Dear Esther
Date: Sunday, February 26 @ 18:18:01 EST
Topic: Adventure Game Reviews

Holy shit, I didn't expect a game that isn't really a game but more of an interactive visual novel to be so fucking interesting. Apparently this game started out as a mod for Half-Life 2 about 4 years ago but was completely reworked and done with professional level graphics and more dialog. This is probably the best looking source game to date and was incredibly atmospheric and interesting. I shit my pants a little in surprise!

Dear Esther basically starts you off on an island right outside of a lighthouse and as your traverse through the environments, the narrator tells different stories, some about himself, some and about a hermit, and some about the road to Damascus.
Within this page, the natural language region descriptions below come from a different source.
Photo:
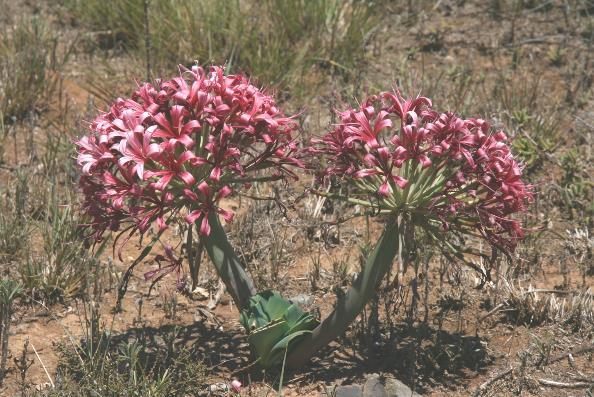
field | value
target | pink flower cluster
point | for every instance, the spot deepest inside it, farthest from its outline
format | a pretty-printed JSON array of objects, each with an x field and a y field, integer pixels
[
  {"x": 177, "y": 148},
  {"x": 407, "y": 157}
]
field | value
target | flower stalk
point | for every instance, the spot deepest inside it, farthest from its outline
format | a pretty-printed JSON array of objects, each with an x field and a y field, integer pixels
[{"x": 229, "y": 268}]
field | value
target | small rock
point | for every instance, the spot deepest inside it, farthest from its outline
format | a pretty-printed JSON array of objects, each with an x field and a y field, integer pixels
[
  {"x": 373, "y": 387},
  {"x": 349, "y": 391}
]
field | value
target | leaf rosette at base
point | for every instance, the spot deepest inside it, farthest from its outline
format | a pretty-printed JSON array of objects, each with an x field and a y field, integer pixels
[{"x": 274, "y": 325}]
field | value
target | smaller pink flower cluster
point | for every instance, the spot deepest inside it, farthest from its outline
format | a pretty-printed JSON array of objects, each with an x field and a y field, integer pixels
[
  {"x": 177, "y": 148},
  {"x": 440, "y": 168}
]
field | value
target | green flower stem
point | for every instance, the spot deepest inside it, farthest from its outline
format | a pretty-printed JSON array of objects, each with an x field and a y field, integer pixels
[
  {"x": 362, "y": 290},
  {"x": 228, "y": 266}
]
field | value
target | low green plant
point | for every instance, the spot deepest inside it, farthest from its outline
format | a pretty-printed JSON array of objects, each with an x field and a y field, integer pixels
[
  {"x": 9, "y": 291},
  {"x": 274, "y": 325},
  {"x": 28, "y": 65},
  {"x": 99, "y": 364},
  {"x": 276, "y": 40},
  {"x": 61, "y": 268}
]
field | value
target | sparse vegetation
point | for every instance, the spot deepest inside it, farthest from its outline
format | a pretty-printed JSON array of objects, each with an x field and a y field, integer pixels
[{"x": 476, "y": 322}]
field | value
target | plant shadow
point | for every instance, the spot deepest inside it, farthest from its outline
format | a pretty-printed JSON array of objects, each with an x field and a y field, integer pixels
[{"x": 419, "y": 356}]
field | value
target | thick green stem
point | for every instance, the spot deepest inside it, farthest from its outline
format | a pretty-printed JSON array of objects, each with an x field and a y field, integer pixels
[
  {"x": 228, "y": 266},
  {"x": 347, "y": 309}
]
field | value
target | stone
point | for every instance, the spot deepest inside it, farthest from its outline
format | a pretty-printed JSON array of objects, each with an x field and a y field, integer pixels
[{"x": 349, "y": 391}]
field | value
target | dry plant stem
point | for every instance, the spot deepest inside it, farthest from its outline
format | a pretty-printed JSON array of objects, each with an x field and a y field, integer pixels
[
  {"x": 347, "y": 309},
  {"x": 227, "y": 264},
  {"x": 564, "y": 385}
]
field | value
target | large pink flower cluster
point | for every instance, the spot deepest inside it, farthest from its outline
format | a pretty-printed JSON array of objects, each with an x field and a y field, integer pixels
[
  {"x": 405, "y": 157},
  {"x": 177, "y": 148}
]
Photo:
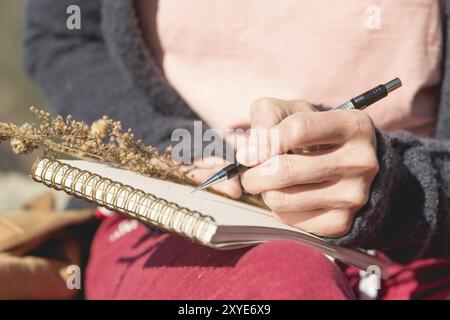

It is very creepy and very atmospheric as you wander through the game learning different parts of the story. The best part of it is, replaying it will you give you different parts of the story allowing for replay value. Also, as you progress the narrator becomes increasing delusional and starts confusing all the stories he is telling. The writing in the game is pretty damn fantastic and incredibly interesting, and as far as story-telling goes for video games, the writing was definitely at least standard novel level (not shitty Michael Bay movie level like most fucking games are *Cough* Mass Effect/Cowa Doody *cough*).

As I said the game is by far the best looking source game to date and looks pretty damn impressive when compared to most games. Travelling through the caves was probably some of the most thrilling parts just getting to see the beautiful areas that someone created, but the outdoor areas have a lot to bring as well and are equally as impressive. One of the coolest part of this game is all the little details in the background that you might miss the first time around, ghosts, blinking lights, etc are all scattered throughout the environment and certain things disappear if you stare directly at them. The only downside to the game is that it is basically a visual novel and only clocks in at around 60 to 90 minutes long. However, I hope the developers make a ton of cash so that they can make some longer/more interactive sequels.